さすがに君は、まだ年齢的にも僕に欲情はしないだろ?」
「……もういいや。」
どうやら俺はフィーネにとって都合が良い男だったらしい(意味深)
「今日は休暇にするで良いんだったよな?」
「そうだね。僕は予定通り市場へと言ってみるつもりさ。君はどうするんだい?」
「とりあえずアイテムボックス内に有るドロップアイテムを何回かに分けて報告して来るかな。その後は知らん。」
「ふむ……何だったら少しくらいは手伝ってあげても良いが、どうする?」
「……ちなみに、フィーネはどのくらいの重さを持てるんだ?」
「そうだなぁ、頑張ってもウルフが5匹分くらいだろうね。」
「なるほど。」
フィーネのSTRと俺のSTRがだいたい同じくらいだから、俺もその程度しか持てないだろう。
合わせて10匹分が売れるだけでもかなり違うか。
「じゃあ、最初だけ頼んでも良いか?」
「市場に行くついでだ。まかせたまえ。」
「よろしく頼むよ。」
俺は最初だけ頼むことにした。
朝食を食べた後は、そのまま宿を出て冒険者ギルドへ向かう。
冒険者ギルドの裏手の誰も居ない場所でウルフ肉と毛皮を取り出して持ってみると、5匹はあくまで持ったまま移動出来る重さで有って、長距離移動や戦闘を考慮しないのであれば、一時的なら8匹持つことが出来たので、フィーネにも頑張って運んで貰ったのだった。
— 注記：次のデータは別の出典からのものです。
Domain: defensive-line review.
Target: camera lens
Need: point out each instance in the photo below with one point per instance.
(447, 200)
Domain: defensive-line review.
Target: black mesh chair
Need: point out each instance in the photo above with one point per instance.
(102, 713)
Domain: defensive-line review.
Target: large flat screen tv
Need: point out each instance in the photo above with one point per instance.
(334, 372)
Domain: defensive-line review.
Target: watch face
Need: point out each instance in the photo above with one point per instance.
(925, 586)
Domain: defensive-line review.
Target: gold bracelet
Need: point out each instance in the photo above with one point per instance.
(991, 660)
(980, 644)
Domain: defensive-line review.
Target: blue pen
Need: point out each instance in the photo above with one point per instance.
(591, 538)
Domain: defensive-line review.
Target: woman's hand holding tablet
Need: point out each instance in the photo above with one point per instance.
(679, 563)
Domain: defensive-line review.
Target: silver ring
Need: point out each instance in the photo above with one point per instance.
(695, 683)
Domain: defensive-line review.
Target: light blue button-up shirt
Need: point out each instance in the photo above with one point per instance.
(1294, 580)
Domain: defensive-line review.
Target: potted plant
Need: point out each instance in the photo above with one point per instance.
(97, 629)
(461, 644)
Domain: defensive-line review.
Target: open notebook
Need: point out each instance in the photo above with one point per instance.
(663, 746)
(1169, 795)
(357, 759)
「ふぅ、ふぅ、ふぅ……手伝うと言ったのは失敗だったかもしれないよ。」
「でも、正直助かったよ。」
「まぁ、稼がせてもらった恩も有るしね。このくらいなら何でもないさ。」
「じゃあ、また夜にでも宿屋で。」
「そうだね。では、僕は行くよ。」
フィーネはそう言うと、市場の方へ向けて歩いて行くのだった。
さて、俺はこれからどうしようかな。
さすがにすぐにウルフ肉を持っていくのは変なので、せめてお昼まで待った方が良いだろう。
そうすると、あと4時間どこかで時間を潰す必要があるんだが……
「俺も市場に行ってみるか?」
以前見つけたハーモニカみたいに、何か掘り出し物が有るかもしれないしな。
「そうだな、行ってみよう!」
そうと決まれば俺も市場に向けて移動することにした。